The Unwritten Child

Meliyana Jia
Chapter #1

Prolog

Suara yang sejak tadi memanggil namanya berkali-kali akhirnya menyadarkan gadis itu yang menatap lurus tanpa berkedip. Ia mengerjap bingung seolah nyawanya baru terkumpul sepenuhnya. 

"Naira, kamu kenapa, Sayang?" Sentuhan lembut mendarat di pipi Naira.

Naira tampak masih linglung, ia juga tidak tau kenapa. Namun, rasanya ia seperti tertidur panjang dan melewatkan sesuatu yang penting. Ia tersadar akan buku album di pangkuannya, menempati tepi ranjang bersama Kirana, bundanya. Hingga ia merasa nyawanya telah terkumpul. 

"Masih pengin lihat foto-fotonya?" 

Naira ingat tadi ia dan Kirana sedang menjelajahi dua album foto lama secara bergantian yang ditemukan bundanya setelah belasan tahun hilang saat membersihkan gudang tadi. Lantas Naira baru bisa melihat foto Kirana di masa mudanya sekarang. Album tersebut berisi foto-foto Kirana bersama orang tuanya, dari Kirana berusia lima tahun hingga lulus kuliah. Satu lagi fotonya hanya beberapa, yang isinya foto pernikahan bunda dan ayahnya dan foto di saat Naira lahir ke bumi.

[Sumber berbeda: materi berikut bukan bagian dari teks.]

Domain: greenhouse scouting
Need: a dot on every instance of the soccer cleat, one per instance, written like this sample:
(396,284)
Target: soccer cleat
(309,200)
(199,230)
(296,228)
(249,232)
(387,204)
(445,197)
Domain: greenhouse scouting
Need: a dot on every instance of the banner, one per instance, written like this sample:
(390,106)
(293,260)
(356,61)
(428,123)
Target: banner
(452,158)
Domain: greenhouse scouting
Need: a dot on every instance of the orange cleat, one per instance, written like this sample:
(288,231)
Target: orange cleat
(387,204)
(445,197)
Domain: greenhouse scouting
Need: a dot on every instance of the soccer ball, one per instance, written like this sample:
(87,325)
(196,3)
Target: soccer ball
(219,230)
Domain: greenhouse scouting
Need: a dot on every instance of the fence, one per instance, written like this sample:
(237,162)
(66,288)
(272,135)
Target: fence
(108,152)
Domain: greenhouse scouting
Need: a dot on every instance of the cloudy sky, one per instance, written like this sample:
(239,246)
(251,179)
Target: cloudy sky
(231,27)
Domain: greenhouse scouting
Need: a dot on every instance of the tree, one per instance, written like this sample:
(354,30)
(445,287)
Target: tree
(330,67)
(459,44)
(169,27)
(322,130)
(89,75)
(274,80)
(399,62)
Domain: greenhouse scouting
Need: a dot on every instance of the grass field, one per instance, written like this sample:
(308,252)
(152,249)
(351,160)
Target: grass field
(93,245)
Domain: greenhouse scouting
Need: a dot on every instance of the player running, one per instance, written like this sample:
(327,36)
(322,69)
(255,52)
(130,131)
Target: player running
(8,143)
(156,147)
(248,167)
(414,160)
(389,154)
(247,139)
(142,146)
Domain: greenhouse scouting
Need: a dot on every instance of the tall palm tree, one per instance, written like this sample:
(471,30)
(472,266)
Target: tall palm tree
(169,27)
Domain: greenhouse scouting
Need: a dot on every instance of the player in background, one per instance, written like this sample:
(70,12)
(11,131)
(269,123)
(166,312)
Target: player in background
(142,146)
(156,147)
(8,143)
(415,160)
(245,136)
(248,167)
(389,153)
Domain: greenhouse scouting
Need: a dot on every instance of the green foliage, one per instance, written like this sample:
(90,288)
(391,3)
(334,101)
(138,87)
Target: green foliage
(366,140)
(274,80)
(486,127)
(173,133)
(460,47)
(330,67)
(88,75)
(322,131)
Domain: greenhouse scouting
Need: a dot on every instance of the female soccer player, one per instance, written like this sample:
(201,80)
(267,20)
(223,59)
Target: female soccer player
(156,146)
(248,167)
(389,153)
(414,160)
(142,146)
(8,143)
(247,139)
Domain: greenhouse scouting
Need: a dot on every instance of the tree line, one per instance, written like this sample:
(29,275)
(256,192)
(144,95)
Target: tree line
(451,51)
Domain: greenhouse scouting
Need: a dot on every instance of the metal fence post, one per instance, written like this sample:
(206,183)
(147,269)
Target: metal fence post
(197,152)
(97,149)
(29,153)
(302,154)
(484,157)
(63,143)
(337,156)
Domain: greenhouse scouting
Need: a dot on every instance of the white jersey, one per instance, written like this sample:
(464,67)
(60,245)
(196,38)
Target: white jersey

Salah satu yang ia ingat jelas adalah saat berumur lima tahun, di mana di dalam foto tersebut Kirana menggendong Naira dan ayahnya merangkul mesra pinggang bundanya.

"Bunda cantik banget, nggak beda sama sekarang," ujar Naira kagum. Baginya Kirana sekarang yang sudah kepala empat tidak jauh beda dengan Kirana remaja.

Kirana terkekeh. "Bisa aja anak Bunda. Makasih, Sayang."

Naira tertawa geli setelah mendapat kecupan di pipinya.

"Kamu pengin lihat foto Bunda dan Ayah waktu masih sekolah?" tawar Kirana mendapatkan anggukan antusias dari Naira.

Namun, belum sempat bernostalgia, suara keras dari arah dapur mengejutkan mereka.

"KIRANA!" Suara teriakan ayah Naira.

Buru-buru Kirana dan Naira keluar dari kamar setelah Naira meletakkan album di atas ranjang. Di hadapan mereka ada seorang pria sebaya Kirana yang bertubuh tinggi, kurus, pipi tirus, kumis dan jenggot yang seperti tak terawat, serta aroma sisa asap rokok menyeruak ke indra penciuman.

"Kenapa, Mas Dhika?" tanya Kirana, melihat kursi yang terjatuh di lantai sebab dibanting.

Kirana dan Naira pun menjerit kaget dan berjengit mundur kala piring-piring berisi lauk berupa tempe dan tahu melayang dari meja makan ke arah mereka lalu jatuh ke lantai hingga menghasilkan suara nyaring. Makanan pun berceceran di lantai, serpihan kaca berserakan, bahkan hingga melukai kaki Kirana.

"KAMU PIKIR AKU SELERA MAKAN?!" bentak Adhikara.